Aggregating across columns in Django

Question

I'm trying to figure out if there's a way to do a somewhat-complex aggregation in Django using its ORM, or if I'm going to have to use extra() to stick in some raw SQL.

Here are my object models (stripped to show just the essentials):

class Submission(Models.model)
  favorite_of = models.ManyToManyField(User, related_name="favorite_submissions")

class Response(Models.model)
  submission = models.ForeignKey(Submission)
  voted_up_by = models.ManyToManyField(User, related_name="voted_up_responses")

What I want to do is sum all the votes for a given submission: that is, all of the votes for any of its responses, and then also including the number of people who marked the submission as a favorite.

I have the first part working using the following code; this returns the total votes for all responses of each submission:

submission_list = Response.objects\
  .values('submission')\
  .annotate(votes=Count('voted_up_by'))\
  .filter(votes__gt=0)\
  .order_by('-votes')[:TOP_NUM]

(So after getting the vote total, I sort in descending order and return the top TOP_NUM submissions, to get a "best of" listing.)

That part works.
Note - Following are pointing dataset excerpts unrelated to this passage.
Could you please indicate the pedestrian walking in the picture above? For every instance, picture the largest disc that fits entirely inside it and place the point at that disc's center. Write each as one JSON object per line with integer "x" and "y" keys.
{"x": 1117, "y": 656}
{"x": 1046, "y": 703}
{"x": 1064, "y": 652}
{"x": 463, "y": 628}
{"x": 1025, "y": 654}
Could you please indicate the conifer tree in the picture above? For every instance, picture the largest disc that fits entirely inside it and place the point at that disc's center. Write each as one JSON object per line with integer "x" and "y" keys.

Is there any way you can suggest to include the number of people who have favorited each submission in its votes? (I'd prefer to avoid extra() for portability, but I'm thinking it may be necessary, and I'm willing to use it.)

EDIT: I realized after reading the suggestions below that I should have been clearer in my description of the problem. The ideal solution would be one that allowed me to sort by total votes (the sum of voted_up_by and favorited) and then pick just the top few, all within the database. If that's not possible then I'm willing to load a few of the fields of each response and do the processing in Python; but since I'll be dealing with 100,000+ records, it'd be nice to avoid that overhead. (Also, to Adam and Dmitry: I'm sorry for the delay in responding!)

Answer 1

One possibility would be to re-arrange your current query slightly. What if you tried something like the following:

submission_list = Response.objects\
    .annotate(votes=Count('voted_up_by'))\
    .filter(votes__gt=0)\
    .order_by('-votes')[:TOP_NUM]
submission_list.query.group_by = ['submission_id']
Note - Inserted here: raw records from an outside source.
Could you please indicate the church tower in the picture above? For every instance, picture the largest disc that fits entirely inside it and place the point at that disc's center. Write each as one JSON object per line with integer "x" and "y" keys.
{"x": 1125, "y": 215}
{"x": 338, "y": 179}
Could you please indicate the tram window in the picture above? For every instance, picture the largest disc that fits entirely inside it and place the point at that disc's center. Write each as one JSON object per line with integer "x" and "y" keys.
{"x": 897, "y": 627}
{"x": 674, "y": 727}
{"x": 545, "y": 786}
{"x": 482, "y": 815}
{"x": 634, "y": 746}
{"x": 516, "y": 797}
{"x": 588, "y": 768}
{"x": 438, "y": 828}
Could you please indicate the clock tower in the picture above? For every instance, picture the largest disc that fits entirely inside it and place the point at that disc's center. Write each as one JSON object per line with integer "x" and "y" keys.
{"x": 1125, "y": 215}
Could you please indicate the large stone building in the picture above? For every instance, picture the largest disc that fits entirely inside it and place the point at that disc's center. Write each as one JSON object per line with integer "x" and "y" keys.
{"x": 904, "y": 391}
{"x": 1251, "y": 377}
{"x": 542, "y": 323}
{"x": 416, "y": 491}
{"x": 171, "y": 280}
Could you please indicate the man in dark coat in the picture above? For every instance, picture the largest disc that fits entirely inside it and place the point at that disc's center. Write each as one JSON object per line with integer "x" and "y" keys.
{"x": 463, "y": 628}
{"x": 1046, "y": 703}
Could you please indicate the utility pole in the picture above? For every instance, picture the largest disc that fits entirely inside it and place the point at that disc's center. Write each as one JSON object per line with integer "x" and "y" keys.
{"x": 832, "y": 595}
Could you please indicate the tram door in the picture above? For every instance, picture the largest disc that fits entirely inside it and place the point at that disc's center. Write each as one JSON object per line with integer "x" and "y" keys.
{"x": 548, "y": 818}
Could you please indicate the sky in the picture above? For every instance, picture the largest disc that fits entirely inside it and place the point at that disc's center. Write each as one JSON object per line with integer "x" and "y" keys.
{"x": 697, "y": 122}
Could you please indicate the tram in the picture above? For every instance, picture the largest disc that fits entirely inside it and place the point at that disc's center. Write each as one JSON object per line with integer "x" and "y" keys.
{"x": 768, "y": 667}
This will return a queryset of Response objects (objects with the same Submission will be lumped together). In order to access the related submission and/or the favorite_of list/count, you have two options:

num_votes = submission_list[0].votes
submission = submission_list[0].submission
num_favorite = submission.favorite_of.count()

or...

submissions = []
for response in submission_list:
    submission = response.submission
    submission.votes = response.votes
    submissions.append(submission)
num_votes = submissions[0].votes
submission = submissions[0]
num_favorite = submission.favorite_of.count()

Basically the first option has the benefit of still being a queryset, but you have to be sure to access the submission object in order to get any info about the submission (since each object in the queryset is technically a Response). The second option has the benefit of being a list of the submissions with both the favorite_of list as well as the votes, but it is no longer a queryset (so be sure you don't need to alter the query anymore afterwards).

Answer 2

You can count favorites in another query like

favorite_list = Submission.objects.annotate(favorites=Count(favorite_of))

After that you add the values from two lists:

total_votes = {}
for item in submission_list:
    total_votes[item.submission.id] = item.voted_by
for item in favorite_list:
    has_votes = total_votes.get(item.id, 0)
    total_votes[item.id] = has_votes + item.favorites

I am using ids in the dictionary because Submission objects will not be identical. If you need the Submissions themselves, you may use one more dictionary or store tuple (submission, votes) instead of just votes.

Added: this solution is better than the previous because you have only two DB requests.